Mica facile. Di Matteo è un pezzo da novanta del Partito democratico. Nella Val Pescara è il politico più seguito e amato. Dalla sua ha tutti i sindaci di centrosinistra della valle: Popoli, Bussi, Rosciano, Alanno. «I suoi punti di forza sono tre», spiega un dirigente del Pd, «il malcontento dei cittadini nei confronti dei vecchi gruppi dirigenti, l'innegabile capacità di fare clientela (le file dietro la sua porta sono lunghe quante quelle di D'Alfonso), infine la lega territoriale: lì si vota Di Matteo perché Di Matteo unisce la vallata. È quello che succedeva con Antonio Saia, il deputato di San Valentino». Questa popolarità ha valso a Di Matteo 14 mila voti alle ultime regionali. Il Sole 24 Ore qualche tempo fa gli attribuiva un bacino potenziale di 16 mila voti nella sola provincia di Pescara, dove per esempio Rifondazione nelle politiche di aprile ha ottenuto poco meno di 7mila voti. Tolto lui, a Pescara il Pd affonderebbe drammaticamente. È per questo che il partito, a partire dal segretario regionale D'Alfonso, lo vuole dentro. Perché, è questo il timore nel Pd, senza Di Matteo (o peggio, con Di Matteo contro) c'è il rischio che i democratici di Veltroni diventino il terzo partito della Regione, dietro a Pdl e Italia dei Valori.

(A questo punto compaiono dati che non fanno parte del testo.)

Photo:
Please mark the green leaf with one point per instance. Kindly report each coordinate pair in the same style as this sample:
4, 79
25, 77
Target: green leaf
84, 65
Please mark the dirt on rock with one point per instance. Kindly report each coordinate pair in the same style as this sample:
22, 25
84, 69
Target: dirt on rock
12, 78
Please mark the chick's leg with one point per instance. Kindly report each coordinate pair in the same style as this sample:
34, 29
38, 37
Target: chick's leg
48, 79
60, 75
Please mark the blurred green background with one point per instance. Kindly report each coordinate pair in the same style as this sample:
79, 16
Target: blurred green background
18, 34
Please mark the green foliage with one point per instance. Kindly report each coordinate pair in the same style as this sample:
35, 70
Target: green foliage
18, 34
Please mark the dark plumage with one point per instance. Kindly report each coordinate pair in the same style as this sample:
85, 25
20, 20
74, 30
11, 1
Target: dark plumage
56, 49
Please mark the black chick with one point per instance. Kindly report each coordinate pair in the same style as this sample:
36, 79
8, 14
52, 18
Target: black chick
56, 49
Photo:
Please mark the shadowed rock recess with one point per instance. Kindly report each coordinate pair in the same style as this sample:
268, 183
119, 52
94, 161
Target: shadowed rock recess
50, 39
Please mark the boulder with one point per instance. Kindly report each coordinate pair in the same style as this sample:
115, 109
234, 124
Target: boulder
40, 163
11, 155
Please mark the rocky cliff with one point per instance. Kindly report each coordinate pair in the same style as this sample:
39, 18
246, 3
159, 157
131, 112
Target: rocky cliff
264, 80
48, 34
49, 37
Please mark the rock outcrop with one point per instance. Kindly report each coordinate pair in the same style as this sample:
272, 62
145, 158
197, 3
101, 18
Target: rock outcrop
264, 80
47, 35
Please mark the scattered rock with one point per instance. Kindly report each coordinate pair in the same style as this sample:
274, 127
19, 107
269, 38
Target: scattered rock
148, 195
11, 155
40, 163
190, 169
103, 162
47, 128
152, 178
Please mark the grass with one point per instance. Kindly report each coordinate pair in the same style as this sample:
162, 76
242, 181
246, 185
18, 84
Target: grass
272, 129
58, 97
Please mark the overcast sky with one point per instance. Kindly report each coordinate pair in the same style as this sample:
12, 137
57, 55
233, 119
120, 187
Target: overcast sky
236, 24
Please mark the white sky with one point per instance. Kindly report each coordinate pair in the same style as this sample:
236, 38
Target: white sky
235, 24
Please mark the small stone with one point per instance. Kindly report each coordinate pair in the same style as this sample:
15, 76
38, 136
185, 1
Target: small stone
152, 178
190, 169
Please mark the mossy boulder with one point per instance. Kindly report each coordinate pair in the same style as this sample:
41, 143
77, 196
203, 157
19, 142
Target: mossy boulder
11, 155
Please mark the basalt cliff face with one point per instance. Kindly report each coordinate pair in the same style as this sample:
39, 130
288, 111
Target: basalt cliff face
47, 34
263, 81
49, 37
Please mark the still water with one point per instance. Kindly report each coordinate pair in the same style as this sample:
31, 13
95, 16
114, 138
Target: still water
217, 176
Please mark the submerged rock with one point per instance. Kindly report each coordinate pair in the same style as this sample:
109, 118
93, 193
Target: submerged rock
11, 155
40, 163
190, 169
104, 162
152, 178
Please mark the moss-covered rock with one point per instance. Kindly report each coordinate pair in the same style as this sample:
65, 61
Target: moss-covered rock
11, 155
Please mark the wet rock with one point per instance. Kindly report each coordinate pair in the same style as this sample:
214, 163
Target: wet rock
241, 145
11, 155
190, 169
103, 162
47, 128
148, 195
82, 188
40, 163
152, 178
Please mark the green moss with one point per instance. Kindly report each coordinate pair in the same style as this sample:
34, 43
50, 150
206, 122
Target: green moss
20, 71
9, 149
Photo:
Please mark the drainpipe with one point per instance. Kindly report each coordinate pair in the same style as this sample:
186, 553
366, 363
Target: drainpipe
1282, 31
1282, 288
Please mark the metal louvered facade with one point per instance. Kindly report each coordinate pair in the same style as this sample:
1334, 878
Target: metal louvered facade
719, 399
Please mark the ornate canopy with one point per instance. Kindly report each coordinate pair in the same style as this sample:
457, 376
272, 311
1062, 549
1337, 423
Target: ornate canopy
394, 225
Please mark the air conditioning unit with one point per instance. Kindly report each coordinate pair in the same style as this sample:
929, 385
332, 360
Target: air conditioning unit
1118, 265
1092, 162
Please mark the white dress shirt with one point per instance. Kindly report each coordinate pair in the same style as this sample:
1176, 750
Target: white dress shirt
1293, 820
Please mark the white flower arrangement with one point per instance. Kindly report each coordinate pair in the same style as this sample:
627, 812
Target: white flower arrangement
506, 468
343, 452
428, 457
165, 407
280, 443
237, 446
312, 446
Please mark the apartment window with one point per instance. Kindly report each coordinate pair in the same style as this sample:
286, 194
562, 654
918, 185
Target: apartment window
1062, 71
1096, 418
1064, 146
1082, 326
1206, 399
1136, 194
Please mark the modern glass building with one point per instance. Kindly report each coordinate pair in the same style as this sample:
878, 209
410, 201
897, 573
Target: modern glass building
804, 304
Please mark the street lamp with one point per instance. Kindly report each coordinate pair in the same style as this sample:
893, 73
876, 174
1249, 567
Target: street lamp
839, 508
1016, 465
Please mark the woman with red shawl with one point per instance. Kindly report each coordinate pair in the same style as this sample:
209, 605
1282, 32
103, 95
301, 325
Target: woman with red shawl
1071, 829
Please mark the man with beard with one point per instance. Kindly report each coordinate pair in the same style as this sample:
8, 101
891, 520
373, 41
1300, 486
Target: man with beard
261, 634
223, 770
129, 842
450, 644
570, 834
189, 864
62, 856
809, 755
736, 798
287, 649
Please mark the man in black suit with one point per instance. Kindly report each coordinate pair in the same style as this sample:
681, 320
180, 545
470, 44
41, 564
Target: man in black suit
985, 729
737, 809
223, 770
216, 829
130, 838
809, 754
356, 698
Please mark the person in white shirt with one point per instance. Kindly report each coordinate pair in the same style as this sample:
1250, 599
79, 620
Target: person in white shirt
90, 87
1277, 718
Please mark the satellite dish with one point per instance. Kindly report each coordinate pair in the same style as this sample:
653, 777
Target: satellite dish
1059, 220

Per tutti questi motivi ieri il commento di Costantini sull'accordo col Pd è stato molto cauto: «Non ci sono tavoli aperti, aspettiamo l'adesione piena del Pd al nostro progetto. Ho preso atto che l'intesa era sancita dopo aver letto, ieri pomeriggio, le dichiarazioni del segretario regionale del Pd, D'Alfonso, che testualmente ha spiegato che nessun indagato sarebbe stato candidato».
Un avvertimento arriva da Rifondazione: «Apprezzo positivamente il fatto che il Pd abruzzese dica sì alla candidatura dell'esponente dell'Idv Carlo Costantini», dice il segretario nazionale del Prc Paolo Ferrero. «Sgombrato il campo dal problema del nome del candidato presidente, è però necessaria - da parte del Pd locale e nazionale - una chiara e netta operazione di igiene politica. Quella sui nomi di eventuali candidati indagati, nella composizione delle liste».
Intanto ieri è arriva una nuova conferma che l'Udc correrà da solo in Abruzzo, nonostante il pressing del Pd riferito dai boatos in Parlamento: a confermare la candidatura di Rodolfo de Laurentiis è il segretario dello Scudocrociato Lorenzo Cesa, interpellato dai cronisti in Transatlantico: «Lo abbiamo detto con chiarezza», ha ricordato Cesa, «che corriamo da soli per aggregare al centro, in uno sforzo di andare anche oltre l'Udc, e questo lo vedrete nelle liste».